The surfaces of optical lenses are covered in thin films called coatings, which play an important role in enhancing the performance of lenses.
Ordinary glass lenses transmit most of the light that hits them, but even so, about 4% of this light is lost to surface reflection. Since lenses have front and rear surfaces, this means that the overall loss of light from passing through one lens element is 8%. Most camera lenses are made up of five to 10 elements, and so in the end, the total amount of light getting through the lens is reduced by about 50%. Lens coatings were developed to prevent surface reflection and boost light transmission. Coating lenses enables more light to pass through them.
Surface reflection reduces the amount of light transmitted through a lens, but this is not the only adverse effect. Reflection within the lens also causes such problems as image duplication, and the transmission of non-image light to the image: phenomena known as ghosts and flares, respectively.

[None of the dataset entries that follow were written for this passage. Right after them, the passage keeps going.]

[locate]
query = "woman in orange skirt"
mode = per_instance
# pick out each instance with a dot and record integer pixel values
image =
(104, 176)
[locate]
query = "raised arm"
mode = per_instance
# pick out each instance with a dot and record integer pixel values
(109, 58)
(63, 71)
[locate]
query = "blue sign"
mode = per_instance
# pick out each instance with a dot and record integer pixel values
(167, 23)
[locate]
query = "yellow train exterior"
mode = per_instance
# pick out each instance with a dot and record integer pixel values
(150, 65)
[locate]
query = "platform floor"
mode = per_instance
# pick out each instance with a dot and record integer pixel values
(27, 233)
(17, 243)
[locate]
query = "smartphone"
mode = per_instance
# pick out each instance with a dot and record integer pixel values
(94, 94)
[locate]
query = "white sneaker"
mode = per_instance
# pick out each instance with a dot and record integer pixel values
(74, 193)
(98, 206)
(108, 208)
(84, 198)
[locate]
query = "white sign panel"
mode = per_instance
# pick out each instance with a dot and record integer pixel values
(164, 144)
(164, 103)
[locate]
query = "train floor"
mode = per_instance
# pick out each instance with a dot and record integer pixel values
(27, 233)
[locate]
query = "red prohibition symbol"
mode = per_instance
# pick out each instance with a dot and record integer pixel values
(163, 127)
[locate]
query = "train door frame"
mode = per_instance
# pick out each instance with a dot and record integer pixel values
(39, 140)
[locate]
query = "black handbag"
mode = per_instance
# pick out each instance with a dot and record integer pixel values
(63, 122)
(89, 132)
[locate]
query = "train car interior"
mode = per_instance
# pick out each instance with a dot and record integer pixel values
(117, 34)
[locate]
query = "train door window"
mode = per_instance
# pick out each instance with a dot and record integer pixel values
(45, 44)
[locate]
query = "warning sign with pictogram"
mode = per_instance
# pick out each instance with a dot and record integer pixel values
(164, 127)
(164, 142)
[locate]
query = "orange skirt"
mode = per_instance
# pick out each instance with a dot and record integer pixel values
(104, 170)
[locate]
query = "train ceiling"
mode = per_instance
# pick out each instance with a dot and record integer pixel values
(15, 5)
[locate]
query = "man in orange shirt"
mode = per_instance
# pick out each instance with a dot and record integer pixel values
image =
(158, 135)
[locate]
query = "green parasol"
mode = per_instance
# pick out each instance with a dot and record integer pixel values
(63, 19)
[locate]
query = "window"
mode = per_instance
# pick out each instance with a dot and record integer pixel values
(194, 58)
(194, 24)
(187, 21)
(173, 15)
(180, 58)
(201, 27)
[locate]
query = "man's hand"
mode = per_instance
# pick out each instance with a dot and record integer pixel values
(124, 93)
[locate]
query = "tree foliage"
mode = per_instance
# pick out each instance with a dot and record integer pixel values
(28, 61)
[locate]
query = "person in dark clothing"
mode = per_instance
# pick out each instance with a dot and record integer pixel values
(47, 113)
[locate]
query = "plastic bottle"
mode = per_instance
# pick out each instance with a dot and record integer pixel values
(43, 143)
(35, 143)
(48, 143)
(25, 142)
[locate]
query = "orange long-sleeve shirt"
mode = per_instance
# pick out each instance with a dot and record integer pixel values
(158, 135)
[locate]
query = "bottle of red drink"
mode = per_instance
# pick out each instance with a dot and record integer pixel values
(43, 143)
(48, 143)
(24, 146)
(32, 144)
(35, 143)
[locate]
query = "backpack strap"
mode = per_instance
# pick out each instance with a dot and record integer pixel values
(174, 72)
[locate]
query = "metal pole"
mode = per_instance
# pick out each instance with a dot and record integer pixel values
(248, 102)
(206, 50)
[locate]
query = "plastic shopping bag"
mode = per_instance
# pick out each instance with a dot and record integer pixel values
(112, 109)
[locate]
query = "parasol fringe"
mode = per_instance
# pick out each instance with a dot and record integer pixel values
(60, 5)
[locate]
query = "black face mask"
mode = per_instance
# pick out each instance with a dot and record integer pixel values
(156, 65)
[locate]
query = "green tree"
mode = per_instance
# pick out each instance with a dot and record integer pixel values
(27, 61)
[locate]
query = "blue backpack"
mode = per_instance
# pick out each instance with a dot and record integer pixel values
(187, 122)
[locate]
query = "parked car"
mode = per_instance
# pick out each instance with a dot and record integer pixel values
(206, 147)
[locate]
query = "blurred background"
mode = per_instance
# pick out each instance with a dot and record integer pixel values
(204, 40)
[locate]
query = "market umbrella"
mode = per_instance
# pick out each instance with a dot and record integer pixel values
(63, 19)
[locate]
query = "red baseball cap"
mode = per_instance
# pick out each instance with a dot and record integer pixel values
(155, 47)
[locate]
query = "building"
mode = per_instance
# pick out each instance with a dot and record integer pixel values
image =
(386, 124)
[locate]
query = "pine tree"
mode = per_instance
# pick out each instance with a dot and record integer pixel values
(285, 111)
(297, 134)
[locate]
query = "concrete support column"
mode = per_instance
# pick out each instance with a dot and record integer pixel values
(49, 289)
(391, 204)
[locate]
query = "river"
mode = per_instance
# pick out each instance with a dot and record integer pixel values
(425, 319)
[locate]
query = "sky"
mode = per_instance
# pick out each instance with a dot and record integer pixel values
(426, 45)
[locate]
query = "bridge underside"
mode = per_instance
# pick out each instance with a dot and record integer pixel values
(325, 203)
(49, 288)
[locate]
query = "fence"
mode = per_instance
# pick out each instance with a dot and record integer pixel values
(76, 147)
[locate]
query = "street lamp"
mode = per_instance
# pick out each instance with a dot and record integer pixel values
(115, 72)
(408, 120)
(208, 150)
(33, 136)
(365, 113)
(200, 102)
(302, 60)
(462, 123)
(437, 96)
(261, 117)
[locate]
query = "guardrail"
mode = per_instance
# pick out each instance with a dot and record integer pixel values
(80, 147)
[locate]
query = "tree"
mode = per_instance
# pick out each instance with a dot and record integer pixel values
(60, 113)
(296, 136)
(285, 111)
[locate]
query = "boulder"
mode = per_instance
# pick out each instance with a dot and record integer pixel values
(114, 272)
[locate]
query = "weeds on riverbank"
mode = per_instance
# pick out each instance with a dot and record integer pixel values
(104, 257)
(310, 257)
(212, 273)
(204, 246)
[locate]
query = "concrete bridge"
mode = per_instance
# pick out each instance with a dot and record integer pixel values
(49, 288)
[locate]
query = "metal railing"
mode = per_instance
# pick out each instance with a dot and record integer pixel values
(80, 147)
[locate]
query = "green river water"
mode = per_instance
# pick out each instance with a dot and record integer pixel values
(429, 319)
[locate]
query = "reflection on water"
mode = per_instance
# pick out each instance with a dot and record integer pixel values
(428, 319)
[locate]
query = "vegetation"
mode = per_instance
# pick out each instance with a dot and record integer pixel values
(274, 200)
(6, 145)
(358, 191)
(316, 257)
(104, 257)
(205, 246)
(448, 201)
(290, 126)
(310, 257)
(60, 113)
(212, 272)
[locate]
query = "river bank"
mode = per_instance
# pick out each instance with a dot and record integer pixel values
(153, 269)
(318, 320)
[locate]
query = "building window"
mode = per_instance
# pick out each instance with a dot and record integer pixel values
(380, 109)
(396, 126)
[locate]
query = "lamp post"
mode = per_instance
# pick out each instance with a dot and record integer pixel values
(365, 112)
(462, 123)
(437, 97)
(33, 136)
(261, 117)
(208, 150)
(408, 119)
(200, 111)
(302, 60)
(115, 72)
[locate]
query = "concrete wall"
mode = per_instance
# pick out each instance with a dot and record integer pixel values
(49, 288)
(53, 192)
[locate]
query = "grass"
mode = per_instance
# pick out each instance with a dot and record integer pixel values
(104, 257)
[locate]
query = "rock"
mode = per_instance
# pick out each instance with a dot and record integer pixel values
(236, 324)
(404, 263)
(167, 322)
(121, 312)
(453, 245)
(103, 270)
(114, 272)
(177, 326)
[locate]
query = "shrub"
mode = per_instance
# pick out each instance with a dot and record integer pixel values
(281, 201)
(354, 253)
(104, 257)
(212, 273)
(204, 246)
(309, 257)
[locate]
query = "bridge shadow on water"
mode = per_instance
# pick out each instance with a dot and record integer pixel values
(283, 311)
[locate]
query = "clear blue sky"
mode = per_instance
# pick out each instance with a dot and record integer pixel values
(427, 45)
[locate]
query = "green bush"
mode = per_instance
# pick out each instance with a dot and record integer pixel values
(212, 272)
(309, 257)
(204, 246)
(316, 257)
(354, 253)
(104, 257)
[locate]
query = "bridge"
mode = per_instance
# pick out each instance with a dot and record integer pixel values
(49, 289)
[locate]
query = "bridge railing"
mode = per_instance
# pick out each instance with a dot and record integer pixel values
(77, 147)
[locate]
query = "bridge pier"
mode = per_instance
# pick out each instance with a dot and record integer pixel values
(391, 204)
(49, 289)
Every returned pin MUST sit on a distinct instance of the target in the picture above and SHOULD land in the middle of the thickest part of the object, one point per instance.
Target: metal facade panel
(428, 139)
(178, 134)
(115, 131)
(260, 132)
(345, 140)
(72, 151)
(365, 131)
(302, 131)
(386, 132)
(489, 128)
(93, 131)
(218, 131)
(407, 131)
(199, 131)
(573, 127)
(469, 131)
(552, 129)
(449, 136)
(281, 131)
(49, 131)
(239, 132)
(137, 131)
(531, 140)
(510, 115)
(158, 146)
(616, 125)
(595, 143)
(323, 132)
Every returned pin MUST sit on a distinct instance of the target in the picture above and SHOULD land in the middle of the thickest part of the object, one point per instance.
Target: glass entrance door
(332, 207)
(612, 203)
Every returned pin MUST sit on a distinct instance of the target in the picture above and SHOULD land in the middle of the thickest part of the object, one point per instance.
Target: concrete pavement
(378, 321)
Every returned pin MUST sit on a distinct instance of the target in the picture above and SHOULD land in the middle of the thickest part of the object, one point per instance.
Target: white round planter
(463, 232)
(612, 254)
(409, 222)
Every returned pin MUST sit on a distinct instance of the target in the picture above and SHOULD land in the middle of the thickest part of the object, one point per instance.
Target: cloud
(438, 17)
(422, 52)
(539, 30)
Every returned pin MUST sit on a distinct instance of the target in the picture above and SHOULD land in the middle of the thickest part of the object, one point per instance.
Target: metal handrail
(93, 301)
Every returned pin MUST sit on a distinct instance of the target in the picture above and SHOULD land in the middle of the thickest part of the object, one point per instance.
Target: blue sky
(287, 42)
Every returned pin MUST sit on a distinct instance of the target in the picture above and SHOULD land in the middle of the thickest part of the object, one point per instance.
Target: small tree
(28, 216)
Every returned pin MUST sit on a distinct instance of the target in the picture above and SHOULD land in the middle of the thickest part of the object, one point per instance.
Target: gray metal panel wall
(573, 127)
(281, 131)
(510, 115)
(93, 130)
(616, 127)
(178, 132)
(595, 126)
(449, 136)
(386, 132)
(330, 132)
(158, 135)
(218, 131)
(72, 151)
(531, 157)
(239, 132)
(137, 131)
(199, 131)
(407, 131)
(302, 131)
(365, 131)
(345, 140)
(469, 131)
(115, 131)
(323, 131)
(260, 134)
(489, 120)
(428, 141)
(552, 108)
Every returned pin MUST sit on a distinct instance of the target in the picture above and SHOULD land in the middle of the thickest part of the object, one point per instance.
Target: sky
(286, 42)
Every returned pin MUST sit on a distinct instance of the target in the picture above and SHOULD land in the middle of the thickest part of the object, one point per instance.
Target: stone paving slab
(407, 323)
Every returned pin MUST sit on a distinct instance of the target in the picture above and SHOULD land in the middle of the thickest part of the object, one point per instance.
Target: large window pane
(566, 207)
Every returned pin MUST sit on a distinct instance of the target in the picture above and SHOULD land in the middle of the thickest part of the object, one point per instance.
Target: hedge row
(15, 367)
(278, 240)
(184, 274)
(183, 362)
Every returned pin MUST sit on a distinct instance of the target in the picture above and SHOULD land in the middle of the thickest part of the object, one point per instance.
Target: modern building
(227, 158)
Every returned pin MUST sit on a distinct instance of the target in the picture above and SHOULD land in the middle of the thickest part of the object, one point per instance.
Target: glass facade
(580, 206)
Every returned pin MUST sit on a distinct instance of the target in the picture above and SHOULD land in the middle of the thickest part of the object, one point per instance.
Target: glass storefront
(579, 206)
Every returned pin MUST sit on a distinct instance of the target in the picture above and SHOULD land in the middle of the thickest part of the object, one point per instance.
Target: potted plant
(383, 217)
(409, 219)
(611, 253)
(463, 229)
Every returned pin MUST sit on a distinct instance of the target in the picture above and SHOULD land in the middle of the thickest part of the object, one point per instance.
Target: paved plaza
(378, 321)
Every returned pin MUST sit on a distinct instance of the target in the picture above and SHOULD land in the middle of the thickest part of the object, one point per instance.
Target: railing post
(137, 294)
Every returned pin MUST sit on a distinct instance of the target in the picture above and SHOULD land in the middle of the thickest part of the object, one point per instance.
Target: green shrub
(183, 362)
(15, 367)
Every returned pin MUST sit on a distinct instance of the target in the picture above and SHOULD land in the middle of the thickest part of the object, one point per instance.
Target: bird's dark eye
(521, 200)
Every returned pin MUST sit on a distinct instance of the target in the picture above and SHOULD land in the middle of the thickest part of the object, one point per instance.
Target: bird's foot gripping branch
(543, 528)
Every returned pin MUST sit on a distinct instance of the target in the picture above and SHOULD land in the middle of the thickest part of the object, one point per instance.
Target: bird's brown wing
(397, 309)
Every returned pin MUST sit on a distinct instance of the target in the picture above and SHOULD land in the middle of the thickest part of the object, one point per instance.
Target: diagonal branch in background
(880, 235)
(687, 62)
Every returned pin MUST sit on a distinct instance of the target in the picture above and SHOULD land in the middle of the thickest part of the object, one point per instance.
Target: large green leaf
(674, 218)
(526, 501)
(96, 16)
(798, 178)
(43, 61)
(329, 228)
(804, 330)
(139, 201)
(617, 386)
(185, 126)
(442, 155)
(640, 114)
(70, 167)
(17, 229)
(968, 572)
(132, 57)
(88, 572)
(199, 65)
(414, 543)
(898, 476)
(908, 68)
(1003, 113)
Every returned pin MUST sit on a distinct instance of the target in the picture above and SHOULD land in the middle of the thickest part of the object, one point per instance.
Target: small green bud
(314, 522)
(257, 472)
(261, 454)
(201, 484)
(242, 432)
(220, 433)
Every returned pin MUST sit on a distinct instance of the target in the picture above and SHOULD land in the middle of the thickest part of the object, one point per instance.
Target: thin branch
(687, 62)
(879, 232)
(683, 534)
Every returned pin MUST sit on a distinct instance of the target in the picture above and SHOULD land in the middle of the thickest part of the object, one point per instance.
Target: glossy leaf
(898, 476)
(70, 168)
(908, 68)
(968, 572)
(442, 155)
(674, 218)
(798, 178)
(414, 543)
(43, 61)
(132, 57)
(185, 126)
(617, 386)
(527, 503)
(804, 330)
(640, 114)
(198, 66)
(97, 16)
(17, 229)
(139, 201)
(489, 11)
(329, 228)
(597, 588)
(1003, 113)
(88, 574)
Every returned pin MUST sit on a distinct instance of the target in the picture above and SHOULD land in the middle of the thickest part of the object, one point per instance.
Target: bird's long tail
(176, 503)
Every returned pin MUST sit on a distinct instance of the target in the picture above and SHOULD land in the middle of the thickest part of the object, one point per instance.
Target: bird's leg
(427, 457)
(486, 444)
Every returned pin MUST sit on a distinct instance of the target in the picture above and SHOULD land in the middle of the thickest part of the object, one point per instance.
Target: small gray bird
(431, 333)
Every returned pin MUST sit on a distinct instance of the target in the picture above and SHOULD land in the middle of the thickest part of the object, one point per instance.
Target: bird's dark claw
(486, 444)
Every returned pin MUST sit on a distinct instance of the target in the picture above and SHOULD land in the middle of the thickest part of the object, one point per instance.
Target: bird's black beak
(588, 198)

Ghosts are created when light reflected from the rear surface of a lens is reflected once again from the front surface, resulting in a faint second image slightly displaced from the primary image. Flares appear when light from the back of the lens barrel is reflected from the lens surface onto the image. Ghosts and flares caused by surface reflection reduce the quality of the image produced.
Surface reflection can be reduced by applying coatings to the lens surface. You might think that coating the lens surface would block light, but in fact it increases light transmission. This is because light is reflected first by the coating surface, and then by the lens surface itself. The light reflected by the coating surface and that reflected by the lens surface have a phase difference of twice the coating thickness.
If the thickness of the coating is one quarter of the wavelength of the light to be suppressed, light of that wavelength reflected by the coating surface and light reflected by the lens surface will cancel each other out. This reduces the overall amount of light reflected. In short, coatings make use of light wave interference phenomena to eliminate reflections.
Magnesium fluoride (MgF2) or silicon monoxide (SiO) are used as coating materials, with very thin coatings being applied evenly over the surface through such techniques as vacuum deposition or plasma sputtering. However, light is made up of many different wavelengths, and one coating cannot possibly cut out all reflected light. To cut down reflections of light of various wavelengths requires many layers of coatings. Such multilayer coatings are applied to high-end lenses. The technology for applying coatings of over 10 layers has been developed, and Canon's high-end lenses featuring such coatings provide light transmission of 99.9% over a range that extends from ultraviolet to near-infrared light.
Lens coatings are used not only to boost light transmission, but also to filter light. Lenses coated to reflect ultraviolet light are commonly used in eyeglasses and sunglasses. It is also possible to create coatings that allow light of only a specific wavelength to pass through, and reflect all other wavelengths. In video cameras, light is first split into RGB elements (red, green and blue) before being converted into electrical signals to form an image. This splitting of light is accomplished by lens coatings that permit only light of the required red, green and blue wavelengths through.
The latest technologies are also being used in lens coating.
SWC (Subwavelength Structure Coating), developed by Canon, is a new type of technology that uses aluminum oxide (Al2O3) as the structural material of the coating in order to align countless wedge-shaped nanostructures only 220 nm high, which is smaller than the wavelength of visible light, on a lens surface. This nano-scale coating provides a smooth transition between the refractive indexes of glass and air, successfully eliminating the boundary between substantially different refractive indexes. Reflected light can be limited to around 0.05%.
Furthermore, it has displayed excellent reflection-prevention properties not seen in conventional coating even for light with a particularly large angle of incidence. Currently, SWC is being used in a broad range of lenses, not only wide angle lenses, which have a large curvature factor, but also large-diameter super telephoto lenses, greatly reducing the occurrence of flare and ghosting caused by reflected light near the peripheral area, which had been difficult in the past.